2. Fail forward to learning better: 90% of assumptions are wrong.

As we already know, only 10% of all experiments lead to a successful outcome. That means that if you don’t experiment, you’ll never know if your design or team effort investment is worth it.

At Miro, our activation experiments didn’t show statistical significance for quarters, and after 20+ experiments with the onboarding flows we finally uncovered the trend. And even after that, the first iteration with the new approach wasn’t successful, but the second was. You need to fail at least once to do the right thing. And with additional attempts, you can do the right thing well.

Effectiveness is doing the right things well, not just getting things done. Peter Drucker, “Effective executive”

Uncovering this 10% of successful changes is a real art, it requires stamina and courage to do many things wrong. Create a safe space for that in your company, and you’ll master that skill.

🎯Action item: run 1 experiment and re-run it with 1 new iteration.

3. Use cognitive psychology to inform your design.

Originally, designers knew how to extract the right user problem to solve. The next level is to uncover the real root cause of the problem. The Growth.design as the masters of user psychology collected 100+ cognitive biases that you can use in user research to uncover solutions that should impact engagement, retention, or monetization.

One of my favorite examples is “Hick’s law” which shows that with a number of options, the effort of decision-making is increasing.
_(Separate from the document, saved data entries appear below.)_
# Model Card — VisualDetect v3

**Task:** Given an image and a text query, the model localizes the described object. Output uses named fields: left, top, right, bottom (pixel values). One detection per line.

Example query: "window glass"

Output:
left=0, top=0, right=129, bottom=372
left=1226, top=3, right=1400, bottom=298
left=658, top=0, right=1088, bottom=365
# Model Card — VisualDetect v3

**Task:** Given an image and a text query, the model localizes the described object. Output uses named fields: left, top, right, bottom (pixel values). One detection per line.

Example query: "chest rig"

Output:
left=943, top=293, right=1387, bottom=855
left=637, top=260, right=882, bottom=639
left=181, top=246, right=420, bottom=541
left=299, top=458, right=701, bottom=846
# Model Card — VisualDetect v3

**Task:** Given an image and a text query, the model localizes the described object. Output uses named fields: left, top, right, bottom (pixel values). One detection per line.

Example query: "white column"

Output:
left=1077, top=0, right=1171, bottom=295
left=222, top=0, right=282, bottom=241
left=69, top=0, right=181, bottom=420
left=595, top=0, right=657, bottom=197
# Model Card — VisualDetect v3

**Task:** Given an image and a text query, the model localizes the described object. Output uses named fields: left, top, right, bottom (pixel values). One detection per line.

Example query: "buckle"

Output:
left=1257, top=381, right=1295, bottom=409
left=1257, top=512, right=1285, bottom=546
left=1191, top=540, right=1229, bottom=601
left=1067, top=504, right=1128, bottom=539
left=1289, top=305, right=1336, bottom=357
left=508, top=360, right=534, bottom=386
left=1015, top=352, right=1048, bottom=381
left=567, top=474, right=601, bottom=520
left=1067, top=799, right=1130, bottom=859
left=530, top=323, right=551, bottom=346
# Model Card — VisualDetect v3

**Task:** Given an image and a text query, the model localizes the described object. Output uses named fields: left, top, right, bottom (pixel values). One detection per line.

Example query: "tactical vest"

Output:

It leads us back to the overwhelming experience on the Booking accommodation page that improved over time with a minimized number of options.

🎯Action item: apply 1 new cognitive bias to your next design exploration.

4. Optimize for quality and speed of learning.

Sometimes we’re hiding design from the real users trying to make it better and achieve some perfection. If we’re over-polishing the solution for months, we’re holding ourselves back from learning.

User testing is a great method, but not always applicable. Most reliable and high-quality learnings can be received when we gave our solution to users' hands to explore it in real environments. Don’t be afraid to cut unnecessary edges to validate it faster.

🎯Action item: say NO to one unnecessary perfection to move faster.

5. Measure your design success with business impact.

During a recent conversation with Willie Tran (Group Growth PM at Dropbox), we explored how the definition of success for a designer has evolved. It’s no longer just about creating a beautiful and consistent solution — designers are now also judged by the impact their work has on the product. In other words, a great design is not enough; it must also drive meaningful results for the business.

HBR summarized the power of impactful experiments and gave many examples, such as this one:

At Bing, a small headline change an employee proposed was deemed a low priority and shelved for months until one engineer decided to do a quick online controlled experiment — an A/B test — to try it out. The test showed that the change increased revenue by an astonishing 12%. It ended up being the best revenue-generating idea Bing ever had, worth $100 million.

We had a similar story at Miro. The designer proposed an idea about a sign-up button that was in the backlog for a year. A year later the team released and learned that it had the most significant impact on Acqusion ever. Don’t underestimate the value of these quick wins, and don’t hold yourself back from executing them.

🎯Action item: uncover 1 quick win and prioritize it right now.

What’s next — apply it!

A growth mindset is not just about particular design principles, it’s also about openness to new ways of working and experimentation. Thinking about the next project, try to think what might be one of the principles you’d like to take with you and give it a try.

Summary of 5 Growth design principles 💜

If you’re ready to dive even deeper and take it into action — start with these 5 call-to-actions 🎯

  1. Ask 1 data question and create a clear hypothesis for your ongoing project;
  2. Run 1 experiment and re-run it with 1 new iteration;
  3. Apply 1 new cognitive bias to your next design exploration;
  4. Say NO to one unnecessary perfection to move faster;
  5. Uncover 1 quick win and prioritize it right now.